A veces es debido a un miedo paralizante. Otras, a causa de una profunda vergüenza. A menudo, por temor a las represalias. Y, en no pocas ocasiones, por una total falta de ánimo para enfrentar un doloroso e incierto proceso judicial. De modo que prefieren guardar silencio e intentar borrar de la memoria (por supuesto, sin éxito) el drama vivido. Con todo, es injusto culpabilizarlas por no dar el paso de relatar la tragedia sufrida. Bastante tienen con arrastrar los gravísimos traumas físicos y psicológicos que les han quedado como herencia. El fenómeno en cuestión se torna además especialmente repugnante cuando se lleva a cabo en el ámbito doméstico, siendo sus propias parejas quienes fuerzan sistemáticamente a las mujeres como forma «alternativa» de consumar una relación íntima. 

 

Por incomprensible que resulte, el número de violaciones con ayuda de un narcótico denominado burundanga están aumentando notablemente en los últimos tiempos. Se conoce también como escopolamina y está siendo administrada a jóvenes en pubs y discotecas, con el fin de abusar de ellas cuando abandonan los recintos de referencia.

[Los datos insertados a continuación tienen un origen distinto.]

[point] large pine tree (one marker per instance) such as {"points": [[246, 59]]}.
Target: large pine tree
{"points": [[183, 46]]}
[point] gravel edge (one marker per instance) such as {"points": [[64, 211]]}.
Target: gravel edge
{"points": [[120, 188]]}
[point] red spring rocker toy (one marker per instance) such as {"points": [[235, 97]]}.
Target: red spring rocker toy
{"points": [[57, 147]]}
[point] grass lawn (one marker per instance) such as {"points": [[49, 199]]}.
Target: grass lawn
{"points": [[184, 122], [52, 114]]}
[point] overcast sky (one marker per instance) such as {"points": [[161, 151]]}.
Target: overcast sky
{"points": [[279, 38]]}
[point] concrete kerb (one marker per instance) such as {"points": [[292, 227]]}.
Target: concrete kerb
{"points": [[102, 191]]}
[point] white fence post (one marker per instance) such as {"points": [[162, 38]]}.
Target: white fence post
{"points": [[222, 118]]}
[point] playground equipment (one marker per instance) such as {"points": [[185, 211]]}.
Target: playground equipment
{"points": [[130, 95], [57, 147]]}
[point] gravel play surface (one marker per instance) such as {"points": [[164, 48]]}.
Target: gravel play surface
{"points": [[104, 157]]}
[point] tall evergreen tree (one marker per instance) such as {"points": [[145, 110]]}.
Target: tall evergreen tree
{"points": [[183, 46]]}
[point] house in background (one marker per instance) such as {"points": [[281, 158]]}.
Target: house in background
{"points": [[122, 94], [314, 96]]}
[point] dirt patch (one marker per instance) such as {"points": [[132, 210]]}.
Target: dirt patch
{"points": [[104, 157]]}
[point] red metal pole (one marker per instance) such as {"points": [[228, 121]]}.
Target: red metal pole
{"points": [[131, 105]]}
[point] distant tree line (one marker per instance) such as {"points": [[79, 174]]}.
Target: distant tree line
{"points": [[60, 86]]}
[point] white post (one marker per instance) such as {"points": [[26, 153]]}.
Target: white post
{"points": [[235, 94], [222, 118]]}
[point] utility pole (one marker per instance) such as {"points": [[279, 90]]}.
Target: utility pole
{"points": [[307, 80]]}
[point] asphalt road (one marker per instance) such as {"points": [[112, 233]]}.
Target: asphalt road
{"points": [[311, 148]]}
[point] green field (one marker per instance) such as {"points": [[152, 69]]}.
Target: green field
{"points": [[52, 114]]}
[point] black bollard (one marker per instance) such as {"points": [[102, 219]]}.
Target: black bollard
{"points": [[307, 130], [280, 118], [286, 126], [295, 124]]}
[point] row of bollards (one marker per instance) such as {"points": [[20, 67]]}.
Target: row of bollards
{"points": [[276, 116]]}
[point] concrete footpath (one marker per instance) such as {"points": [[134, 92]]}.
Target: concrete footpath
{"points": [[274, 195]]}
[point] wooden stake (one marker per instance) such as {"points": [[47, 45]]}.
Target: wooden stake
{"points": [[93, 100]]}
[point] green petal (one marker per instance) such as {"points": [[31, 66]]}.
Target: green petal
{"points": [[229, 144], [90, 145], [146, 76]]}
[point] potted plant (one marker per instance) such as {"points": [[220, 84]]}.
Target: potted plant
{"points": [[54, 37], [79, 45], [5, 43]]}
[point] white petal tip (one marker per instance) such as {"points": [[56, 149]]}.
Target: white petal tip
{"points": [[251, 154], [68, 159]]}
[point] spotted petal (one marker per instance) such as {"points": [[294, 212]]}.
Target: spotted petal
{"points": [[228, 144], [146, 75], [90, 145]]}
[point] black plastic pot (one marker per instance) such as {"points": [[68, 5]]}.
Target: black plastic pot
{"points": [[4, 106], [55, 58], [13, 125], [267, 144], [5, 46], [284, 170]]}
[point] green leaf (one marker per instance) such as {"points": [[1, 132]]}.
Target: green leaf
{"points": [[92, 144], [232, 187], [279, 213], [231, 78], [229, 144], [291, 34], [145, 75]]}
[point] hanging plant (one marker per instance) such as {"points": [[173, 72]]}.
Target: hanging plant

Por ser totalmente inodora, resulta sumamente sencillo camuflarla en cualquier comida o bebida, incluso en un pañuelo colocado en la nariz, dado que se absorbe muy rápidamente y su efecto es prácticamente inmediato. Efectos secundarios tales como la amnesia sobrevenida o una fuerte desorientación, compatibles con una excesiva ingesta alcohólica o de otras sustancias, son los más frecuentes y, como quiera que el organismo elimina dicho compuesto muy rápidamente, la tardía visita al hospital puede no ser efectiva de cara a una ulterior demostración probatoria. Asimismo, al no originarse una resistencia violenta como consecuencia de la afectación de la conciencia, no siempre quedan lesiones palpables que puedan alegarse como indicio.

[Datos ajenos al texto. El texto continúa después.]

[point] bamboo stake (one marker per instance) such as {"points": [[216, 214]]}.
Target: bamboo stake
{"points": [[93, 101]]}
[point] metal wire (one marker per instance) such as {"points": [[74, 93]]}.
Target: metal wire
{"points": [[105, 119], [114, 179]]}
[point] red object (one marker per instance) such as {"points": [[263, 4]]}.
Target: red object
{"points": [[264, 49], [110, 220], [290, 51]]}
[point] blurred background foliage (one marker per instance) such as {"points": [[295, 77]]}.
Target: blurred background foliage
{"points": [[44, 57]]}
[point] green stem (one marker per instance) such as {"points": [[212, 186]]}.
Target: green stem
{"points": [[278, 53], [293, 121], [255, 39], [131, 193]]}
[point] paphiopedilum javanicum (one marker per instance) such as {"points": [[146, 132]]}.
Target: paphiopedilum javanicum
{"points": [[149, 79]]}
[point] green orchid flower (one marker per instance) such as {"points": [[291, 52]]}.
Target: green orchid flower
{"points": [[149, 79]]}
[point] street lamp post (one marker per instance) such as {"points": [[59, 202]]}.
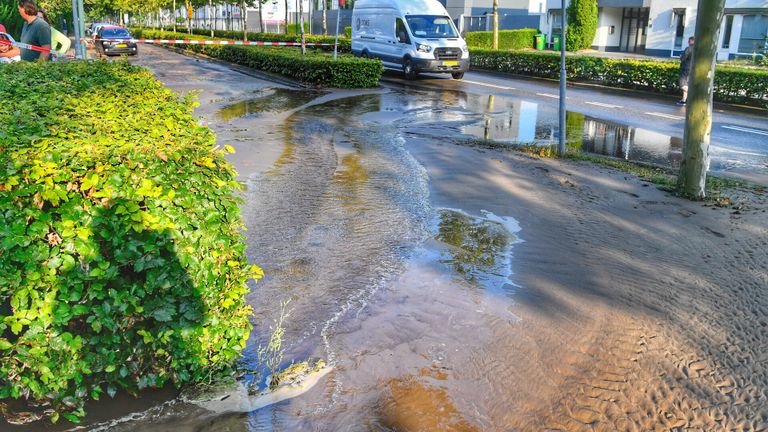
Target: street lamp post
{"points": [[563, 131]]}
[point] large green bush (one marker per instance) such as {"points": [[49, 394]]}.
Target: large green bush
{"points": [[732, 84], [582, 24], [345, 44], [508, 39], [122, 263], [316, 68]]}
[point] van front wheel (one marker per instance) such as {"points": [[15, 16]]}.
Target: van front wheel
{"points": [[408, 70]]}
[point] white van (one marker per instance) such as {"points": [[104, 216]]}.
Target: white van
{"points": [[409, 35]]}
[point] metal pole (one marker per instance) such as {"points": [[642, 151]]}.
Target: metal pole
{"points": [[563, 131], [336, 45], [81, 25], [76, 29]]}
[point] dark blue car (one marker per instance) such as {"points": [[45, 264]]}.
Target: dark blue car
{"points": [[118, 41]]}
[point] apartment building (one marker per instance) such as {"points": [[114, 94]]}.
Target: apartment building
{"points": [[651, 27]]}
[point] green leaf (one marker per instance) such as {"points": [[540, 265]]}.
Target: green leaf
{"points": [[5, 345]]}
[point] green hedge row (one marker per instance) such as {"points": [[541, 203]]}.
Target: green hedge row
{"points": [[315, 68], [293, 29], [122, 263], [732, 84], [508, 39], [345, 44]]}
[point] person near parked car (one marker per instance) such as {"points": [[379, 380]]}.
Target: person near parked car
{"points": [[35, 32], [685, 69], [8, 53]]}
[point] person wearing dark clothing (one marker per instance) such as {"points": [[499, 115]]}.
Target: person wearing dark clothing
{"points": [[686, 60], [35, 31]]}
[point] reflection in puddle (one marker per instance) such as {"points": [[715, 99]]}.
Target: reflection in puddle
{"points": [[274, 100], [522, 122], [515, 121], [411, 405], [478, 249]]}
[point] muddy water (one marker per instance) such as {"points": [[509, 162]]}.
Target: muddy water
{"points": [[404, 299]]}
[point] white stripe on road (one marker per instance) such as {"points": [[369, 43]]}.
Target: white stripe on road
{"points": [[488, 85], [603, 105], [748, 130], [669, 116]]}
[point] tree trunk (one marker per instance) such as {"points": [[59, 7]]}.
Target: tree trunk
{"points": [[325, 20], [261, 17], [211, 16], [244, 17], [495, 24], [189, 18], [301, 25], [698, 119], [286, 16]]}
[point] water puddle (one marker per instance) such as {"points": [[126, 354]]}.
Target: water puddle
{"points": [[269, 101], [478, 248], [459, 116]]}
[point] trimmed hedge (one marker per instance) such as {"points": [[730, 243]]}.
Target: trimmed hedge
{"points": [[733, 85], [293, 29], [582, 24], [508, 39], [122, 263], [315, 68], [345, 44]]}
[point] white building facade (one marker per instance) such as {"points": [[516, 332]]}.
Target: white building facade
{"points": [[651, 27], [662, 27]]}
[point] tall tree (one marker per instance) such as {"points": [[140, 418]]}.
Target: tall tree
{"points": [[495, 24], [301, 25], [325, 18], [698, 118], [582, 24], [244, 18], [286, 16]]}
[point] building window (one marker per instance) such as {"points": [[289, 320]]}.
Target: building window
{"points": [[727, 32], [753, 34]]}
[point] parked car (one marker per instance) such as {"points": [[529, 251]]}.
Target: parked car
{"points": [[409, 35], [122, 45], [94, 27]]}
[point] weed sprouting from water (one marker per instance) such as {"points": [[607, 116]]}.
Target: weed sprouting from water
{"points": [[270, 356]]}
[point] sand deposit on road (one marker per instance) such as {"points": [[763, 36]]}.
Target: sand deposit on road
{"points": [[639, 310]]}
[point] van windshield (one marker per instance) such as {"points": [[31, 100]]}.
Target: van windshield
{"points": [[431, 26]]}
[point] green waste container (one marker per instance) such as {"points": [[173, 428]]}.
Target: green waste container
{"points": [[556, 43]]}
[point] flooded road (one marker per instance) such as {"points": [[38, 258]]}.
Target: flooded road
{"points": [[408, 295], [453, 287]]}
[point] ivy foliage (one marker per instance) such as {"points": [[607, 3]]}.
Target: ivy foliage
{"points": [[508, 39], [739, 85], [316, 68], [122, 263], [582, 24]]}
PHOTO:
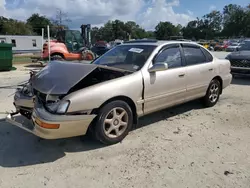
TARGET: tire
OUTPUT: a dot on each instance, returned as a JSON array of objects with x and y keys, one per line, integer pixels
[
  {"x": 110, "y": 129},
  {"x": 213, "y": 93},
  {"x": 57, "y": 57}
]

Numerosos ataques se producen en pueblos y ciudades de toda la geografía nacional, coincidiendo a menudo con fiestas populares en las que, tristemente, el abuso del alcohol y los estupefacientes parece requisito sine qua non para el disfrute de las masas.  Con el ánimo de abordar esta repulsiva problemática, se celebra estos días en la isla de Tenerife el I Congreso de Ocio Nocturno, habida cuenta que este sector empresarial se encuentra totalmente comprometido en la lucha contra las agresiones sexuales y los comportamientos sexistas. En este sentido, destacan medidas como la implementación voluntaria de mecanismos de prevención o la colaboración con diferentes Administraciones Públicas para el desarrollo de programas y medidas que pongan fin a esta lacra social. Una lacra que se extiende sobre un perverso escenario diseñado para la impunidad de sus actores principales, abonados a una siniestra operativa consistente en ir turnándose por riguroso orden de ignominia en cada uno de los pasos necesarios para perpetrar la salvajada. Se abre el telón y uno droga, otro viola y un tercero, a veces, graba la proeza. Y, si hay alguno más entre el público, aplaude y jalea las embestidas de las fieras. El probable destino de la filmación será algún grupo de WhatsApp o similar donde puedan alardear de hombría delante de sus colegas, ahora que las redes sociales se están transformando en auténticos vertederos de palabras y de obras. Mientras tanto, esas mujeres a las que han convertido en unas piltrafas jamás volverán a ser las mismas. Y se cierra el telón.